In IR work, we often report on class standing, first year (or freshman), sophomore, junior, and senior for a four-year undergraduate program. But these don’t sort alphabetically in the right order as strings — freshman comes first, then junior, then senior, then sophomore. There is a way to tell R how to sort them correctly by converting them to a factor type. For more info on factors, see this page.

Let’s create this data frame to play with for a bit:

df <- tibble(
  id         = c(1, 2, 3, 4, 5),
  first_name = c("Alice", "Bob", "Charlie", "David", "Eve"),
  last_name  = c("Smith", "Jones", "Kline", "White", "Zettle"),
  class      = c("Freshman", "Sophomore", "Junior", "Senior", "Senior"),
  age        = c(18,18,19,20,21),
  gpa        = c(3.5, 3.2, 3.8, 3.0, 3.9)
)

We can sort by a column with the arrange() function, but it will sort alphabetically.

df |> arrange(class)

That’s not usually what we want, so we can convert class to a factor with the mutate() function. We’ll overwrite the existing data frame with the new one, using df <- ...

df <- df |> 
    mutate(class = factor(class, 
                          levels = c("Freshman", "Sophomore", 
                                     "Junior", "Senior"),
                          ordered = TRUE))

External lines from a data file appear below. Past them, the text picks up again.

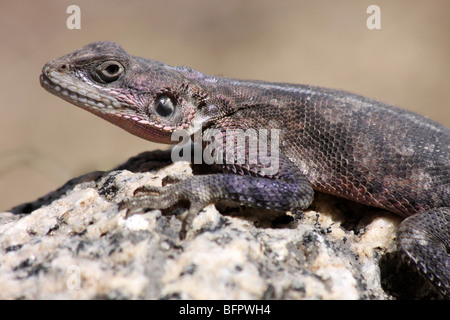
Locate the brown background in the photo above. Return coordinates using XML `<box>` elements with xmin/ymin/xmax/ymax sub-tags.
<box><xmin>0</xmin><ymin>0</ymin><xmax>450</xmax><ymax>210</ymax></box>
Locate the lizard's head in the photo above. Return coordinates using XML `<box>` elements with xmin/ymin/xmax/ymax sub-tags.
<box><xmin>40</xmin><ymin>42</ymin><xmax>219</xmax><ymax>143</ymax></box>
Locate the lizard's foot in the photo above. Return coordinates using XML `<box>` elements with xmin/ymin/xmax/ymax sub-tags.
<box><xmin>119</xmin><ymin>174</ymin><xmax>314</xmax><ymax>238</ymax></box>
<box><xmin>397</xmin><ymin>208</ymin><xmax>450</xmax><ymax>299</ymax></box>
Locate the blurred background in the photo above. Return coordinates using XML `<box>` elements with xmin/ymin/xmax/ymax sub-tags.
<box><xmin>0</xmin><ymin>0</ymin><xmax>450</xmax><ymax>211</ymax></box>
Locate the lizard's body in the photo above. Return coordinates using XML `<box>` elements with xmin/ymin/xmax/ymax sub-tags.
<box><xmin>41</xmin><ymin>42</ymin><xmax>450</xmax><ymax>297</ymax></box>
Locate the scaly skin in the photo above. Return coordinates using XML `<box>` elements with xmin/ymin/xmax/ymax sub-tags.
<box><xmin>41</xmin><ymin>42</ymin><xmax>450</xmax><ymax>298</ymax></box>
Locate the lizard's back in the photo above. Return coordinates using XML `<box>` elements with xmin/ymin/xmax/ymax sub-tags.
<box><xmin>225</xmin><ymin>82</ymin><xmax>450</xmax><ymax>216</ymax></box>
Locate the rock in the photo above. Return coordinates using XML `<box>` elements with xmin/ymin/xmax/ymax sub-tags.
<box><xmin>0</xmin><ymin>151</ymin><xmax>440</xmax><ymax>299</ymax></box>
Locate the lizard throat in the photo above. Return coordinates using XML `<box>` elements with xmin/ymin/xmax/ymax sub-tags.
<box><xmin>40</xmin><ymin>72</ymin><xmax>121</xmax><ymax>113</ymax></box>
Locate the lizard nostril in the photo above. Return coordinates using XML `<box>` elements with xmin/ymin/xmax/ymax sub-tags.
<box><xmin>58</xmin><ymin>63</ymin><xmax>70</xmax><ymax>72</ymax></box>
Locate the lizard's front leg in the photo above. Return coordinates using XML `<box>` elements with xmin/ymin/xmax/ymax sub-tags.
<box><xmin>120</xmin><ymin>125</ymin><xmax>314</xmax><ymax>237</ymax></box>
<box><xmin>120</xmin><ymin>174</ymin><xmax>314</xmax><ymax>238</ymax></box>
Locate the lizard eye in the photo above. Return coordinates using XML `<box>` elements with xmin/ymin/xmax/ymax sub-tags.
<box><xmin>96</xmin><ymin>61</ymin><xmax>124</xmax><ymax>83</ymax></box>
<box><xmin>153</xmin><ymin>92</ymin><xmax>176</xmax><ymax>117</ymax></box>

The important parts of the above are to put the levels into the right order, and then to set ordered to TRUE. Now when sorting df by class, the rows will appear in the right order.

df |> arrange(class)  # sort by class properly

This trick is particularly useful when we want to make a chart or table where the reader will expect sorting in a particular way. You will see much more of factors as you progress in your work with R.